President Obama has reduced his ambitions in Afghanistan to more earthly proportions. The Taliban is no longer a synonym for Al-Qaeda, but a broad term for all kinds of rebels who are not necessarily engaged in terrorism. Simultaneously, Obama has extended the policy to Pakistan, which is crumbling more and more, as the attack on a police school in Lahore today illustrates. In these countries, the Taliban and Al-Qaeda continue to settle in more decisively. On the eve of the “big tent” meeting in the Netherlands, Obama tucked away the “make-ability idealism” of his predecessor Bush, who wanted to construct an embryonic model democracy in Afghanistan.
The policy is now focused on preventing true terrorist groups from getting a hold in Central Asia. The military operation that has been going on for seven years is like the ignition fuel. The “all-encompassing strategy does not only rely on bullets and bombs, but also on agriculturists, doctors and engineers,” says Obama. Therefore, he has not only reserved 17,000 extra troops for the war, but also 4,000 instructors to train the regular army and the police in Afghanistan. It looks a bit like the “three D’s” to which Holland has committed itself: “defense, diplomacy and development.”
The new course comes as no surprise. Obama promised during the election campaign that he would conduct the political and military battle against terrorism where it should be conducted first: not in Iraq, but in “AfPak,” as the region is called in diplomatic terms.

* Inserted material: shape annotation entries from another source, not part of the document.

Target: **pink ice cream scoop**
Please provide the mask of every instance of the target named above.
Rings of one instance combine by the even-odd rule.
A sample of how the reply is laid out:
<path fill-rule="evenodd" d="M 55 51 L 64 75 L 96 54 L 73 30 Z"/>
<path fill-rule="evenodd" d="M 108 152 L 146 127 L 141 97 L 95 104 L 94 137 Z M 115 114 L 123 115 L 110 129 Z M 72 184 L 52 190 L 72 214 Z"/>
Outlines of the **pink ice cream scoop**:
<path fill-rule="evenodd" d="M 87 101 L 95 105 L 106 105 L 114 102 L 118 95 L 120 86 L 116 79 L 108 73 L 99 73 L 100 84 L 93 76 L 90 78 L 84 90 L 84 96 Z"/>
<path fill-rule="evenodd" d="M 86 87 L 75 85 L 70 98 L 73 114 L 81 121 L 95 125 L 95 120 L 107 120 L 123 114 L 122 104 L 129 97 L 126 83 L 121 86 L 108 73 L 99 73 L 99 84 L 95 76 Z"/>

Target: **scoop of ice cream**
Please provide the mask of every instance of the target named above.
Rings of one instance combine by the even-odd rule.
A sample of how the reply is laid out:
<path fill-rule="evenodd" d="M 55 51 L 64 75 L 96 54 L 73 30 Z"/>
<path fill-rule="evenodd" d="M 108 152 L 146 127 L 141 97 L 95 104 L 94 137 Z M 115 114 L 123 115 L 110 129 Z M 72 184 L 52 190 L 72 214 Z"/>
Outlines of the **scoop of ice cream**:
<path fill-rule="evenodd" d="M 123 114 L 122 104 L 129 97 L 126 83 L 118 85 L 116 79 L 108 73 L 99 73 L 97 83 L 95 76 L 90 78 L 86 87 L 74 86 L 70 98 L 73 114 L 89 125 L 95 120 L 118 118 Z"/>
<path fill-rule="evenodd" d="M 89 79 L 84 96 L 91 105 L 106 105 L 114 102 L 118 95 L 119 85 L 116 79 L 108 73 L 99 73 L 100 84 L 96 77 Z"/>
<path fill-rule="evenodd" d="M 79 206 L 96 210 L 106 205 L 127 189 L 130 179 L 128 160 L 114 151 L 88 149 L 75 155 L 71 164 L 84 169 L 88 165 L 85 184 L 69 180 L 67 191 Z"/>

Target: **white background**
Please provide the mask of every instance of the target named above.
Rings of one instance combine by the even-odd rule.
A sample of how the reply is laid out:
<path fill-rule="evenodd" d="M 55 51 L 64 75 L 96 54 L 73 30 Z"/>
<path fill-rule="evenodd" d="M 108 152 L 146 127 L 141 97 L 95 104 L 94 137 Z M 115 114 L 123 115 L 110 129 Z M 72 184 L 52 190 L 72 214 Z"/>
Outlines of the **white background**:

But that does not mean that success is guaranteed. The disintegration process may have progressed too far already. There are clues that the Pakistani secret service, ISI, which functioned as liaison between the anticommunist mujahidin and their sponsors in America during the Soviet occupation of Afghanistan (1979-1989), still actively supports Taliban groups.
This is only one indication that the U.S. not only needs to rely on their Western allies in the ISAF, like Holland, for the success of their new policy, but also on less-friendly partners. The crucial role of Iran, which will be present in The Hague tomorrow and wants its value recognized, is the most striking example. But without the cooperation of neighbor India, one of the largest donors to Afghanistan and arch-enemy of nuclear power Pakistan, success will be difficult to attain. That goes for China and Russia as well. From a historical perspective, rest in the region is closely knit with the geopolitical appetite of the neighboring countries. Last week, two experts pointedly wrote in The New York Times that Afghanistan would not be easy to occupy because of how difficult it is to stabilize.
Without full cooperation from the neighbors, the U.S. strategy in Afghanistan cannot be as comprehensive as Obama wants us to believe, and will therefore prove to be less successful.